Version identifiers: not quite what you think
When deciding whether to use version #s or namespace names for identifying versions in XML documents, we need to step back and determine what exactly is being identified with a version.
Given an extensible name type with a first and last name that is version 1.0 of a language, and the addition of an optional middle name is version 1.1 of a language, what is the right version identifier for a name that contains first and last only? We typically think that it should be 1.0 if the format author doesn’t know about the version 1.1 and the identifier should be version 1.1 if the format author knows about version 1.1. The instance document is both a version 1.0 and version 1.1 of the language. What is the version identifier actually identifying in this case? If a prefix is also added to the type in version 1.1, should the first, middle,last instance be identified as version 1.1 even though it doesn’t use the prefix? We typically think yes.
"It seems that a version identifier in an instance doesn’t really identify the version of the instance, it actually identifies the latest version that the format author could possibly use.
"
We don’t expect that a version 1.1 component will use v1.0 for first,last and then v1.1 for first,middle,last names.
"HTTP uses the version identifier in a similar way, as it says that the version identifies the latest version of HTTP supported by the requesting client. This information is important to the server so that it can know whether the client supports a version 1.1 optional feature. Effectively, the version identifier is on the protocol.
"
But lest you think that “aha because HTTP uses version identifiers that means they are good”, there is a crucial difference between HTTP and XML vocabularies. XML supports namespaces for elements, attributes and their content.
Now why would a format need a version identifier compared to namespaces? If the version change is an incompatible change, then a namespace name change will clearly indicate an incompatible change in the format. If the version change is a compatible change, then simply updating the namespace name preserves compatibility with existing namespace aware software.
"In XML languages, we almost invariably allow for extensibility. We regularly (and rightly!) allow for new content that we don’t know about. This new content uses namespaces names to distinguish the content from other content. XML software must be built to handle namespaces.
"
Which brings us back to the decision: use version #s or namespaces names for identifying versions? Given that the xml software is going to support namespaces, the use of version #s seems a redundant mechanism for indicating that content is either a compatible or incompatible with a given namespace.
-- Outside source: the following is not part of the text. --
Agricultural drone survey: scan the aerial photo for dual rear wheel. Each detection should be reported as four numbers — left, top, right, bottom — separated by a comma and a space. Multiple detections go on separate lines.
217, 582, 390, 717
In fact, using version identifiers with namespace aware software means that namespace only software can only be deployed in a strict and layered manner.
"The software to handle the language must know about namespaces AND the language specific versions, so generic namespace software can’t be used on it's own.
"
Given that namespaces are already in use and supported in tools, why require an additional, redundant, and complexity increasing version identifier for format identification? There may be reasons for having a version identifier, but it doesn't seem worth it for format versioning.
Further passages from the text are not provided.